2577 sayılı Kanun'un yukarıda aktarılan maddelerinden, konusu belli bir para olan " idari işlem" hakkında açılan davalarda verilen kararlardan hangisinin, 2577 sayılı Kanun'un 46/1-(b) maddesi uyarınca temyize tabi olup olmadığının; açılan davalardaki iptali istenilen " işlemin konusu miktar"a göre yapılacağı hükme bağlandığından; bu husustaki değerlendirmenin de davanın açıldığı tarihte yürürlükte bulunan dava değeri esas alınarak yapılması gerekmektedir.
Aksi uygulamanın, 2577 sayılı Kanun'da belirtilen parasal sınırların yıl itibariyle yeniden değerleme oranında arttırıldığından, davanın açılmasından sonraki yargılama sürecine göre kararın temyiz edilebilme durumunun değişmesi nedeniyle, kanun yollarına başvurulması açısından, kanuni açıklığın bulunmadığı sonucunu doğuracağı açıktır.
Anılan madde hükümleri uyarınca, bu 2577 sayılı Kanun'da öngörülen parasal sınırlar; her takvim yılı başından geçerli olmak üzere, önceki yılda uygulanan parasal sınırların, o yıl için 213 sayılı Vergi Usul Kanunu'nun mükerrer 298. maddesi hükümleri uyarınca Maliye Bakanlığınca her yıl tespit ve ilan edilen yeniden değerleme oranında artırılması suretiyle uygulandığından davanın açıldığı 22/05/2019 tarihinde, dava değeri 144.000,00 TL üzerinde açılan davaların temyiz talebi olduğu görülmüştür
Dosyanın incelenmesinden; davacı tarafından, 134.989,00 TL ecrimisilin haksız ödenmesi nedeniyle işleyecek faiziyle birlikte bu tutarın iadesi istemiyle açılan davada, davalı idarece yapılan istinaf başvurusunun reddi üzerine, anılan Bölge İdare Mahkemesi kararının davalı idare tarafından temyizen incelenerek bozulması istemiyle temyiz başvurusu yapıldığı anlaşılmaktadır.
Her ne kadar, 2576 sayılı Bölge İdare Mahkemeleri, İdare Mahkemeleri ve Vergi Mahkemelerinin Kuruluşu ve Görevleri Hakkında Kanun'un Ek 1. maddesinde; "Bu Kanunun tek hakimle çözümlenecek davalara ilişkin 7. maddesindeki parasal sınırlar; her takvim yılı başından geçerli olmak üzere, önceki yılda uygulanan parasal sınırların, o yıl için 213 sayılı Vergi Usul Kanununun mükerrer 298 inci maddesi hükümleri uyarınca Maliye Bakanlığınca her yıl tespit ve ilan edilen yeniden değerleme oranında artırılması suretiyle uygulanır.
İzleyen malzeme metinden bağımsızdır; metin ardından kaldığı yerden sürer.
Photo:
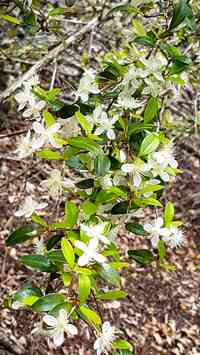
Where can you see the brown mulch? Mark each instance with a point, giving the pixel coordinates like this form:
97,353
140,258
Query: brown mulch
161,314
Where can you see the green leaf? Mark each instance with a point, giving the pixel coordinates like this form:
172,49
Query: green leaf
90,315
68,252
89,208
84,285
151,109
39,220
21,235
49,155
149,41
169,213
83,122
39,262
111,295
48,302
122,344
149,144
142,256
181,11
136,228
11,19
53,241
85,184
101,165
71,214
85,144
161,251
56,256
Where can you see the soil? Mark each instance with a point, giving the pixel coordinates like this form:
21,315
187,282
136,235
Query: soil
161,314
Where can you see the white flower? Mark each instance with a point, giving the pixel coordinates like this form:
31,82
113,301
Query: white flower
136,170
156,230
34,108
39,247
106,124
103,343
165,156
87,85
126,101
106,182
89,252
176,237
29,207
23,97
96,231
24,146
56,183
70,127
46,135
60,325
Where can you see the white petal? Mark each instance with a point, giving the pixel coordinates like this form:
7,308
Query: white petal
80,245
71,329
50,320
54,128
38,128
159,222
137,180
148,227
83,260
99,258
58,338
127,168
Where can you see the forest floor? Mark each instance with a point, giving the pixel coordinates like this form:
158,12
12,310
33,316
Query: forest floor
161,314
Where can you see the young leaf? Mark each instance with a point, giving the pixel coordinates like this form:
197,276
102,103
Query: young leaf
39,262
90,315
142,256
111,295
71,214
149,144
86,144
49,155
169,213
151,109
101,165
68,252
21,235
48,302
136,228
84,285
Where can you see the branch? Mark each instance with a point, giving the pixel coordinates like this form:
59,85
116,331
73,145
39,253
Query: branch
53,53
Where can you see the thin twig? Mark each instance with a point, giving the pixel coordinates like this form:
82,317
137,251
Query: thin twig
53,53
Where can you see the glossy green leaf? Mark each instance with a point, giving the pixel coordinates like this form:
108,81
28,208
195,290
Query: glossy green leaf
86,144
149,144
169,213
48,302
151,109
101,165
84,287
136,228
49,155
68,252
90,315
71,214
21,235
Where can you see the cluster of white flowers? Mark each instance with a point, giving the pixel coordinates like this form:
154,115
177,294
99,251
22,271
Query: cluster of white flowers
90,250
172,236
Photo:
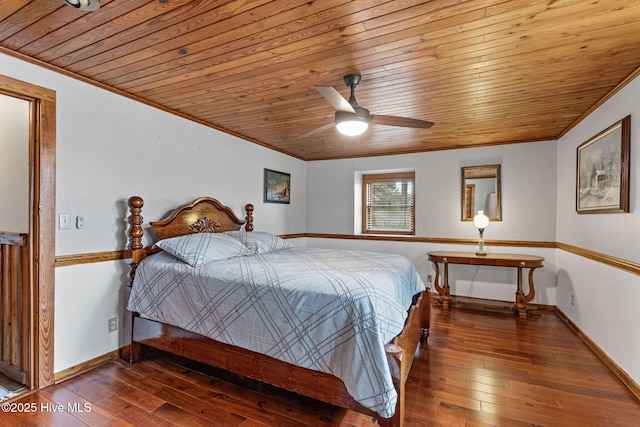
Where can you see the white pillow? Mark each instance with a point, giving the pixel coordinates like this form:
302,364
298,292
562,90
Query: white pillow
259,242
201,248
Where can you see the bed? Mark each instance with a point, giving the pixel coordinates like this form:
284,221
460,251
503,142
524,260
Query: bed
338,326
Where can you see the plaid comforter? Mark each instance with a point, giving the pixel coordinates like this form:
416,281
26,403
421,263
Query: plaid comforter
327,310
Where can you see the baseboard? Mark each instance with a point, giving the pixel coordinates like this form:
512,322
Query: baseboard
621,374
85,366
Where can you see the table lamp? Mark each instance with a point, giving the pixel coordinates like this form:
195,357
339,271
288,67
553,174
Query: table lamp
481,221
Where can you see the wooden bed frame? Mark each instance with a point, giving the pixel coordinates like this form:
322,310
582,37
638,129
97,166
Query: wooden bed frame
209,215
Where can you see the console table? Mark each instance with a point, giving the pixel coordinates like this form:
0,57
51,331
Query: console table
498,260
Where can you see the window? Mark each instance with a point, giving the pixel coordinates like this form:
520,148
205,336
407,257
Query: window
388,203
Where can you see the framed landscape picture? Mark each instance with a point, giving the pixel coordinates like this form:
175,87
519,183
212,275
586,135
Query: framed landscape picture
277,186
602,178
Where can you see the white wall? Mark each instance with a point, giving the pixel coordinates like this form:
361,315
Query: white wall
605,299
110,148
14,164
528,191
528,210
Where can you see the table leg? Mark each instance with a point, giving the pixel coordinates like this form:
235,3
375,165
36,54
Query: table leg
521,298
443,291
520,304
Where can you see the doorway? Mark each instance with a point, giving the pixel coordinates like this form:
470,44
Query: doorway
32,263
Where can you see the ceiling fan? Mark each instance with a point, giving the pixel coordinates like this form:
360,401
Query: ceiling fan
351,119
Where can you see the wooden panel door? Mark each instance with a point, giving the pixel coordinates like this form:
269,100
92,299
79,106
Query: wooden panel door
15,303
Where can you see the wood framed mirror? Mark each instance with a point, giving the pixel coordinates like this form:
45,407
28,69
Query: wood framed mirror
481,192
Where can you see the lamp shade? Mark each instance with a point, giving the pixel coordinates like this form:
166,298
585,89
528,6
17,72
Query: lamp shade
351,124
481,221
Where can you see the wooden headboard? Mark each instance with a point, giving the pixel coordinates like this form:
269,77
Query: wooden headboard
203,215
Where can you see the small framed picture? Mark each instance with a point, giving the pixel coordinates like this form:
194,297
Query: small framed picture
602,178
277,187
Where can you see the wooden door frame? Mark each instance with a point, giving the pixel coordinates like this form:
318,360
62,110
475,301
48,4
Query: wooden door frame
41,224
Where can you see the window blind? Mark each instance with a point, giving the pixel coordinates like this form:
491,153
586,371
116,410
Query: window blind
388,203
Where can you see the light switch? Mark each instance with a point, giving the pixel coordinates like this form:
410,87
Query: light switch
64,222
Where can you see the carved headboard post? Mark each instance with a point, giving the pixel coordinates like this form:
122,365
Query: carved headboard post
135,233
249,224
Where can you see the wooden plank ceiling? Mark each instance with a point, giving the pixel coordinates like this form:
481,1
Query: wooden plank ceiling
485,71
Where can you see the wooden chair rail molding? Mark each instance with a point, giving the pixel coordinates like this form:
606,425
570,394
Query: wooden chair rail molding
629,266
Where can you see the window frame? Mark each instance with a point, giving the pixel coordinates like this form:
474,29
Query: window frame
373,178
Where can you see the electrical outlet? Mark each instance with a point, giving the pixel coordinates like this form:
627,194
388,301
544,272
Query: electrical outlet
113,324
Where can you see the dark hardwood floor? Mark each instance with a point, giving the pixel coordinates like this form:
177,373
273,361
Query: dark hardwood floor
479,369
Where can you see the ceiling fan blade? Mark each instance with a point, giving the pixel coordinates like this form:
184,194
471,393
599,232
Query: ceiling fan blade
335,99
317,130
400,121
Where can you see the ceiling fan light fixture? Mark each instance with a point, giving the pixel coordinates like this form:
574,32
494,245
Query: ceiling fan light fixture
350,124
84,5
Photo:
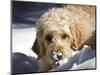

Bu şekilde belirlenen sınırların bin Türk lirasını aşmayan kısımları dikkkate alınmaz.
Yukarıdaki fıkra uyarınca her takvim yılı başından geçerli olmak üzere uygulanan parasal sınırların artışı, artışın yürürlüğe girdiği tarihten önce idare ve vergi mahkemelerince nihaî olarak karara bağlanmış davalar ile Danıştayın bozma kararı üzerine bozulan mahkemece yeniden bakılan davalarda uygulanmaz." kurallarına yer verilerek, 2577 ayılı Kanun'dan farklı olarak; nihai karara bağlanmış ve Danıştayın bozma kararı üzerine verilen kararlar dışında, tek hakimle çözümlenecek davalara ilişkin olan 7. maddesindeki parasal sınırın dava açıldıktan sonra da değişmesi kabul edilmiş ise de; 2577 sayılı Kanun'da, temyizen incelenecek davalar yönünden bu tür bir düzenlemeye yer verilmemiştir.
Bu durumda; davanın açıldığı 22/05/2019 tarihinde temyiz parasal sınırının 144.000,00 TL, dava değerinin ise 134.989,00 TL olduğu ve davanın açıldığı 2019 tarihindeki temyiz parasal sınırının altında olduğu görüldüğünden; temyizen incelenerek bozulması istenen Bölge İdare Mahkemesi kararının 2577 sayılı Kanun'un 46.maddesinde sayılan davalar arasında yer almadığı gerekçesiyle davalı İdarenin temyiz isteminin reddi gerektiği oyu ile gerekçe yönünden Daire kararına katılmıyorum.